Oil prices touched the highest level since 2015

Oil prices touched the highest level since 2015 with Brent crude quoting well above the $67/bbl mark. It appears like the geopolitical situation in Libya, Kurdistan and Iran will likely drive the oil price trend in the current year. Last week we had seen reduced supply of oil due to a blast in a key Libyan pipeline. Interestingly, supply is not able to currently keep pace as most oil producers appear to be enjoying the dividends of higher oil prices. Russia and OPEC have already completed 1 full year of supply cuts of 1.8 million barrels per day and this is likely to extent through the end of the current calendar year.

Factory output, better known as PMI Manufacturing, came in at 54.7 for the month of December 2017 hinting at one of the best growth phases for factory production. The surge was largely driven by a sharp rise in prices of raw materials in the aftermath of the implementation of GST. It may be recollected that a number of over 50 indicates an expansion while a number of less than 50 indicates contraction. Apart from the price of raw materials, the output and the job creation also grew at the fastest pace in the last 5 years.

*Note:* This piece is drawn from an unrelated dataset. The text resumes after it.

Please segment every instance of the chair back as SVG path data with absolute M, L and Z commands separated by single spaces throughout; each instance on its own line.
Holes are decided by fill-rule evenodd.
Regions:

Of course one will have to await the PMI Services number to get a clearer picture.

The government finalized the norms for the issuance of electoral bonds. These bonds will be interest free and in the nature of promissory notes. They can be encashed by political parties through a designated bank account. Electoral bonds will be available for sale through the SBI window in various denominations and will be kept open in intervals. The idea of electoral bonds was mooted by the Modi government last year to pave the way for more transparent funding of elections in India. Effective this year, all political donations of over Rs.2000 can only be made by cheque or electoral bonds.

For a long time it had been an area of conflict of interest and now SEBI has clearly asked financial players to clearly choose whether they want to be a distributor of products or a financial advisor. Currently, the distinction is a grey area with most distributors also doubling up as financial advisors. That would mean that individuals who have registered as financial advisors cannot distribute products. Existing financial services that are distributors cannot be financial advisors either directly or through their group companies. It could actually open up a huge opportunity for thirty party advisory services.

As the world’s second biggest economy embarks on a new year, China will have to deal with debt, poverty and pollution. This could be its three big battles for the coming few years. Year 2017 was China’s first year of strength since 2010 and was the year that finally saw the Chinese economy showing signs of a turnaround. Risks to China will manifest as risk to the global economy since China is one of the largest importer of commodities and most consumer goods. That is why buoyant growth and demand coming from China is extremely important to most of the economies. Apart from poverty and pollution which China is struggling with, the other big challenge is debt. Chinese people are one of the most indebted and most of the funding comes from shadow banks, which is a bigger worry.

Even as the rate cycle appears to be headed up globally, the Indian government appears to be keen on reducing most of the administered rates lower. This has been a demand for quite some time as the high rates plus the tax benefits were distorting the yield curve. In that sense it is a step in the right direction. The government has just cut the rates on PPF by 20 basis points to 7.6% while the 8% RBI bond is now likely to be replaced by a 7.75% bond. Ironically, during the last few months, the bond yields on the 10-year benchmark are up by over 100 basis points.